For example, if you run the following program on a large file:
import qualified Data.ByteString.Lazy as BL
main = do
bigFile <- BL.readFile "ubuntu-14.04-desktop-amd64.iso"
print $ BL.length $ BL.filter (==0) bigFile -- takes a while
print $ BL.length $ BL.filter (==255) bigFile -- runs fast
the first computation will actually read the entire file into memory and it will be kept there for the second computation.
I guess this by itself isn't too convincing, since the operating system will also cache the file into memory, and it ends up being hard to tell the difference in timing between Haskell reading the file from the operating system cache for each computation and keeping it in memory across all computations. But, if you ran some heap profiling on this code, you'd discover that the first operation loads up the entire file into "pinned" bytestrings and that allocation stays constant through subsequent operations.

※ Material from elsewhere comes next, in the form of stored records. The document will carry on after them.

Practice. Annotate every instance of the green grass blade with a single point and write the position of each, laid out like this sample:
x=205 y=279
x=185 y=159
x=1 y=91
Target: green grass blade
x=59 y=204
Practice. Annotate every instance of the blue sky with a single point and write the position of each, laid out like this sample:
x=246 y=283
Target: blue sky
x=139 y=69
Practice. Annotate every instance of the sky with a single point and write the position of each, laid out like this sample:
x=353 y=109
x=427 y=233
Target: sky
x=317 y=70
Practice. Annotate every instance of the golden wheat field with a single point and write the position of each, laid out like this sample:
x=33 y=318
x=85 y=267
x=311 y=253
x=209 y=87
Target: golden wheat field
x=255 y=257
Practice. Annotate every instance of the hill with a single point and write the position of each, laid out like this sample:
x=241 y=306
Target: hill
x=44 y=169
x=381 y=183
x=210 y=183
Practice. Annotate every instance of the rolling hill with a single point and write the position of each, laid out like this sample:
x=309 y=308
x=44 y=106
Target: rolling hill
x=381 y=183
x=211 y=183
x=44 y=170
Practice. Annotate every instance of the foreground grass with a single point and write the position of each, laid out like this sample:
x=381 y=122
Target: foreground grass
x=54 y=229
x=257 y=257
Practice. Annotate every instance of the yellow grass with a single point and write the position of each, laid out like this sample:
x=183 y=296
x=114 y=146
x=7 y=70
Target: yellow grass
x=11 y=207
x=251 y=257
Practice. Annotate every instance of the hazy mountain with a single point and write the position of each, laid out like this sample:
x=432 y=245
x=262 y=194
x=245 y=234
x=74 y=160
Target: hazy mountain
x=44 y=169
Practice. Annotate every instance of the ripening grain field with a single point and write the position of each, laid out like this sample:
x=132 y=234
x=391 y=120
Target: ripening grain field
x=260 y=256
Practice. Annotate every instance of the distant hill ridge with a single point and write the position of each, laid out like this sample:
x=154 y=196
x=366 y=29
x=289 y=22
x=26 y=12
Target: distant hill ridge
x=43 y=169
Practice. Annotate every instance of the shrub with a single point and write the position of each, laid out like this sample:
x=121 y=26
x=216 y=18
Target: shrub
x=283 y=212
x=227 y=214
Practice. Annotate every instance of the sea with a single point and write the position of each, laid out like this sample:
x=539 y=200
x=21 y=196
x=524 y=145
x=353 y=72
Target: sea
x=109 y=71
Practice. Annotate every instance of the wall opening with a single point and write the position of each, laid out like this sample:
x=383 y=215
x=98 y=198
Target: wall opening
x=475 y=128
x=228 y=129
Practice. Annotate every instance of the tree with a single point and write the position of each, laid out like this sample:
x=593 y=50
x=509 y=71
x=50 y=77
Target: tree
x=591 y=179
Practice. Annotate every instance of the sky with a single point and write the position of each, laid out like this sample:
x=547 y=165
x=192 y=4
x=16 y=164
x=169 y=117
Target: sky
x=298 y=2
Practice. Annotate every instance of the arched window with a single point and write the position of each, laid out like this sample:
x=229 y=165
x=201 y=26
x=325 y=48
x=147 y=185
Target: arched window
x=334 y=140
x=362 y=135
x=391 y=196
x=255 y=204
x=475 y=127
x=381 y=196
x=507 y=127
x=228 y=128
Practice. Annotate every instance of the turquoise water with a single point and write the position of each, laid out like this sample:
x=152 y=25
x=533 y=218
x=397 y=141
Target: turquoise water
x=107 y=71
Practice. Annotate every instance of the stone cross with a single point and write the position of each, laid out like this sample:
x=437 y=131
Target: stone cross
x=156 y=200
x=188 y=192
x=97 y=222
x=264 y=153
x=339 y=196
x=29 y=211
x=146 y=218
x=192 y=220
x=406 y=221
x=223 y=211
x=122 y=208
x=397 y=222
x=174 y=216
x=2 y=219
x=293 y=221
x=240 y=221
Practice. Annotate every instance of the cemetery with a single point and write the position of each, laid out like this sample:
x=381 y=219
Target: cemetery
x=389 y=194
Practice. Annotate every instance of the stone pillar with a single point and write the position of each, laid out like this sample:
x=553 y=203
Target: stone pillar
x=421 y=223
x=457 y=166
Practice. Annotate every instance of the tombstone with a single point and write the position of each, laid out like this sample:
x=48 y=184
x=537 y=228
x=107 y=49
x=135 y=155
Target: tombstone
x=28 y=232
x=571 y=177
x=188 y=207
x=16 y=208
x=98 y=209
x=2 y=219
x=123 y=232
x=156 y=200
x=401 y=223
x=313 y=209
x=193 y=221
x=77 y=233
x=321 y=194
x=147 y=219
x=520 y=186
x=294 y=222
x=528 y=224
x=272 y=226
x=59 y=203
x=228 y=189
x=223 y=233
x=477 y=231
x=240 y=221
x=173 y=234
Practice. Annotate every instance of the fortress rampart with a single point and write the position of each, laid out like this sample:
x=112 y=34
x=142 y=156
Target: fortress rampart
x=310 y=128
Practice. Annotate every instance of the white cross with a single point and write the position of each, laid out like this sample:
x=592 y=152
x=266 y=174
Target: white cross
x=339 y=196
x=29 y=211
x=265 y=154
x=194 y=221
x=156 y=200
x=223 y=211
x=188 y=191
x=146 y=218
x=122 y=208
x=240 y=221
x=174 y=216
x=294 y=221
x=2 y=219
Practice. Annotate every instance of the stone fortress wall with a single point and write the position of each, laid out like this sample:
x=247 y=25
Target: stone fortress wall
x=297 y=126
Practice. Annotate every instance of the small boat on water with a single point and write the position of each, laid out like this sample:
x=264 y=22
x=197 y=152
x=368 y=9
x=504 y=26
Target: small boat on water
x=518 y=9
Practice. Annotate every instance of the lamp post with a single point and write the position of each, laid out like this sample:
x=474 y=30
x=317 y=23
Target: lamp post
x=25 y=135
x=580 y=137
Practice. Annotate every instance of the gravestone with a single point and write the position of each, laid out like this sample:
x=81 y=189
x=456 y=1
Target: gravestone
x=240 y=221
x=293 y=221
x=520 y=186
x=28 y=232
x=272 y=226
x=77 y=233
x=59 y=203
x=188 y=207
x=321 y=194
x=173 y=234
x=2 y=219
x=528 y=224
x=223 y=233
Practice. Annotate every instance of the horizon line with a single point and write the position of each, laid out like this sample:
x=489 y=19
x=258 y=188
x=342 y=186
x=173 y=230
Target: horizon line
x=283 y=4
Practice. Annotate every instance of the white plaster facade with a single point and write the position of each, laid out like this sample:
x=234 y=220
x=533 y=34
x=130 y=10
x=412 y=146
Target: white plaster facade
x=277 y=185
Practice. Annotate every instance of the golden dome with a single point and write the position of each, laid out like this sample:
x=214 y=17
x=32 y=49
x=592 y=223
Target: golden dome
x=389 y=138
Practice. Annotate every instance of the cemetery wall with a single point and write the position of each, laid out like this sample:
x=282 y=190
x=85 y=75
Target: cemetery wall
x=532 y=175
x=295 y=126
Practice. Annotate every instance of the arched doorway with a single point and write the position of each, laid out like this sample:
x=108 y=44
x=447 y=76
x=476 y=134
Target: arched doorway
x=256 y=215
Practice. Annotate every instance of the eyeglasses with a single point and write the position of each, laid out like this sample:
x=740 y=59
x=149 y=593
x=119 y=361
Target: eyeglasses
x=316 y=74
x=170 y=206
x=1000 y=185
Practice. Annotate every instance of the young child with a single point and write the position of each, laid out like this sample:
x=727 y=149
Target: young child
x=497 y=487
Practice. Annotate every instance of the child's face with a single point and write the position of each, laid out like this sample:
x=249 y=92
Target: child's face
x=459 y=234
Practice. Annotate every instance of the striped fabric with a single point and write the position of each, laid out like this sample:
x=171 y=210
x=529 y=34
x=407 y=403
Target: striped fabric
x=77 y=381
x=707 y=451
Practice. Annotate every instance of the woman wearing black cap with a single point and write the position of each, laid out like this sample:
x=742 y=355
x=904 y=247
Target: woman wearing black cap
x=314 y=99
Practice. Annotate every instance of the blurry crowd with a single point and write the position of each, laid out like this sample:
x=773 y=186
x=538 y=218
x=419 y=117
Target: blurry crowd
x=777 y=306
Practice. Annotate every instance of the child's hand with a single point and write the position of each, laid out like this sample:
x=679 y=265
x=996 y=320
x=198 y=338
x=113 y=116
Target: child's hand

If your concern is that you want the complete file to be read at the start, even if the first operation doesn't need to read it all, so that there are no subsequent delays as additional parts of the file are read, then your seq-based solution is probably fine. Alternatively, you can read the entire file as a strict bytestring and then convert it using fromStrict -- this operation is instantaneous and doesn't copy any data. (In contrast to toStrict, which is expensive and does copy data.) So this will work:
import qualified Data.ByteString as BS
import qualified Data.ByteString.Lazy as BL
main = do
-- read strict
bigFile <- BS.readFile "whatever.mov"
-- do strict and lazy operations
print $ strictOp bigFile
print $ lazyOp (BL.fromStrict bigFile)